DALLAS -- A Texas high school girls basketball team on the winning end of a 100-0 game has a case of blowout remorse.
Now officials from The Covenant School say they are trying to do the right thing by seeking a forfeit and apologizing for the margin of victory.
Samantha Peloza grabs a rebound in practice a week after their 100-0 win.
"It is shameful and an embarrassment that this happened," Kyle Queal, the head of the school, said in a statement, adding the forfeit was requested because "a victory without honor is a great loss."
The private Christian school defeated Dallas Academy last week. Covenant was up 59-0 at halftime.
A parent who attended the game told The Associated Press that Covenant continued to make 3-pointers -- even in the fourth quarter. She praised the Covenant players but said spectators and an assistant coach were cheering wildly as their team edged closer to 100 points.
"I think the bad judgment was in the full-court press and the 3-point shots," said Renee Peloza, whose daughter plays for Dallas Academy. "At some point, they should have backed off."
Dallas Academy coach Jeremy Civello told The Dallas Morning News that the game turned into a "layup drill," with the opposing team's guards waiting to steal the ball and drive to the basket.

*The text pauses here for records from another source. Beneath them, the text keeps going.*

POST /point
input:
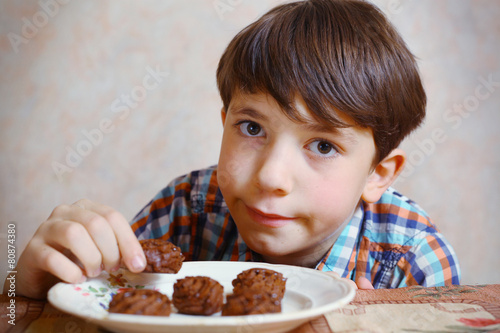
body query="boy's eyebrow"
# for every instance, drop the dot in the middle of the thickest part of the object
(312, 126)
(249, 112)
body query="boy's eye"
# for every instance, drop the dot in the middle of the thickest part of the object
(251, 128)
(321, 147)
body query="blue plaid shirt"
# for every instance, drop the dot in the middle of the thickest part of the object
(391, 242)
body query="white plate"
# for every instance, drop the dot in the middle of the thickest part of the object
(309, 294)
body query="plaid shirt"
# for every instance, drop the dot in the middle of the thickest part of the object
(392, 242)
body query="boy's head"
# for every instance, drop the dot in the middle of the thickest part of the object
(317, 96)
(341, 57)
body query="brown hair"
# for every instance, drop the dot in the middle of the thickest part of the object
(339, 56)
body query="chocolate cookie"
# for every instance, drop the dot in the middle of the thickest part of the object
(198, 295)
(264, 280)
(250, 301)
(145, 302)
(161, 256)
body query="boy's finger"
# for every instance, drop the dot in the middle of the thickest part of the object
(50, 260)
(129, 247)
(75, 237)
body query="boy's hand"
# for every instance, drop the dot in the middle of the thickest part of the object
(361, 283)
(77, 241)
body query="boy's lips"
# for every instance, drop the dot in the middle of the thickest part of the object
(267, 219)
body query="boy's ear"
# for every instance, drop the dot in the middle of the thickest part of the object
(384, 174)
(223, 116)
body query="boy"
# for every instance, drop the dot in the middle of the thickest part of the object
(317, 95)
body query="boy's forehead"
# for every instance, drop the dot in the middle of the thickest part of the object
(263, 106)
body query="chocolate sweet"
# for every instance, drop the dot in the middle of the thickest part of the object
(198, 295)
(264, 280)
(145, 302)
(250, 301)
(161, 256)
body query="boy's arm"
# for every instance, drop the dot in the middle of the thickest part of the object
(77, 241)
(431, 263)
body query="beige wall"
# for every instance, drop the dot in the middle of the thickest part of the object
(84, 68)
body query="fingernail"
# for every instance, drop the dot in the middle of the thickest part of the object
(114, 269)
(138, 263)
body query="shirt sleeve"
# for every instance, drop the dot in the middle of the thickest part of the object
(167, 215)
(430, 263)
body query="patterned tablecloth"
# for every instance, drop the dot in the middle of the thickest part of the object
(474, 308)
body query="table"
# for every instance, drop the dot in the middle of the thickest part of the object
(467, 308)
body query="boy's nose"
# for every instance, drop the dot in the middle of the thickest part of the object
(275, 172)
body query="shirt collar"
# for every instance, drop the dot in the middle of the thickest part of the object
(340, 256)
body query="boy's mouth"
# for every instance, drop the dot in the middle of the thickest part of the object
(268, 219)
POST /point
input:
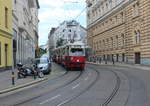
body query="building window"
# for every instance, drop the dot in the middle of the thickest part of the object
(6, 17)
(0, 53)
(117, 41)
(112, 42)
(137, 36)
(123, 40)
(136, 9)
(15, 1)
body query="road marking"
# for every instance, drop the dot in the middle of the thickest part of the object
(48, 100)
(86, 78)
(75, 86)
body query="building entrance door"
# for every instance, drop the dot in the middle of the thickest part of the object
(138, 58)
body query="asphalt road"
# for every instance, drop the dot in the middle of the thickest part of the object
(95, 86)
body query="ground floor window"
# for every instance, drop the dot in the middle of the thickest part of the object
(137, 58)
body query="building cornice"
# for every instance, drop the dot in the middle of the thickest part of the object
(119, 7)
(9, 35)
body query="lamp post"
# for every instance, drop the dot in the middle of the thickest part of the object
(13, 73)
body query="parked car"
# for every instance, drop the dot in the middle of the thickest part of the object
(43, 64)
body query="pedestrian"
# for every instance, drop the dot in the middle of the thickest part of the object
(113, 60)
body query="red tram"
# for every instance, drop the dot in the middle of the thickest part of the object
(71, 56)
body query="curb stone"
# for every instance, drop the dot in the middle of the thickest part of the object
(22, 86)
(130, 66)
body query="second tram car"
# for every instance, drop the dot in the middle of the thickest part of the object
(71, 56)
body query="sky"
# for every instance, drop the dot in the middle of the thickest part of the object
(54, 12)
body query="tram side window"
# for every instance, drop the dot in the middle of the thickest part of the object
(77, 52)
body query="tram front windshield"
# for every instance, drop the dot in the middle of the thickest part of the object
(77, 52)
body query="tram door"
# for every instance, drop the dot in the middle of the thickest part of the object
(137, 58)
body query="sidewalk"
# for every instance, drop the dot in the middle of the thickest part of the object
(137, 66)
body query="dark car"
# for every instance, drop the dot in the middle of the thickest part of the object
(43, 64)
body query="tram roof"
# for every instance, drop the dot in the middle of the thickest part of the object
(68, 44)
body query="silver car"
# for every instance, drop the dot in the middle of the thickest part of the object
(43, 64)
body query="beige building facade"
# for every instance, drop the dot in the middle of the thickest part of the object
(119, 30)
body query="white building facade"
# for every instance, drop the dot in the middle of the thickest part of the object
(25, 29)
(67, 31)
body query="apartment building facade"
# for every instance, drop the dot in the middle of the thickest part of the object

Covenant scored 12 points in the fourth quarter and "finally eased up when they got to 100 with about four minutes left," he said.
Dallas Academy has eight girls on its varsity team and about 20 girls in its high school. It is winless over the last four seasons. The academy boasts of its small class sizes and specializes in teaching students struggling with "learning differences," such as short attention spans or dyslexia.
There is no mercy rule in girls basketball that shortens the game or permits the clock to continue running when scores become lopsided. There is, however, "a golden rule" that should have applied in this contest, said Edd Burleson, the director of the Texas Association of Private and Parochial Schools. Both schools are members of this association, which oversees private school athletics in Texas.
"On a personal note, I told the coach of the losing team how much I admire their girls for continuing to compete against all odds," Burleson said. "They showed much more character than the coach that allowed that score to get out of hand. It's up to the coach to control the outcome."
In the statement on the Covenant Web site, Queal said the game "does not reflect a Christ-like and honorable approach to competition. We humbly apologize for our actions and seek the forgiveness of Dallas Academy, TAPPS and our community."
Covenant coach Micah Grimes did not immediately respond to a message left by The Associated Press on Thursday.
Queal said school officials met with Dallas Academy officials to apologize and praised "each member of the Dallas Academy Varsity Girls Basketball team for their strength, composure and fortitude in a game in which they clearly emerged the winner."
Civello said he appreciated the gesture and has accepted the apology "with no ill feelings."
At a shootaround Thursday, several Dallas Academy players said they were frustrated during the game but felt it was a learning opportunity. They also said they are excited about some of the attention they are receiving from the loss, including an invitation from Dallas Mavericks owner Mark Cuban to see an NBA game from his suite.
"Even if you are losing, you might as well keep playing," said Shelby Hyatt, a freshman on the team. "Keep trying, and it's going to be OK."
Peloza said the coach and other parents praised the Dallas Academy girls afterward for limiting Covenant to 12 points in the fourth quarter. She added that neither her daughter nor her teammates seemed to dwell on the loss.
"Somewhere during that game they got caught up in the moment," Peloza said of the Covenant players, fans and coaches. "Our girls just moved on. That's the happy part of the story."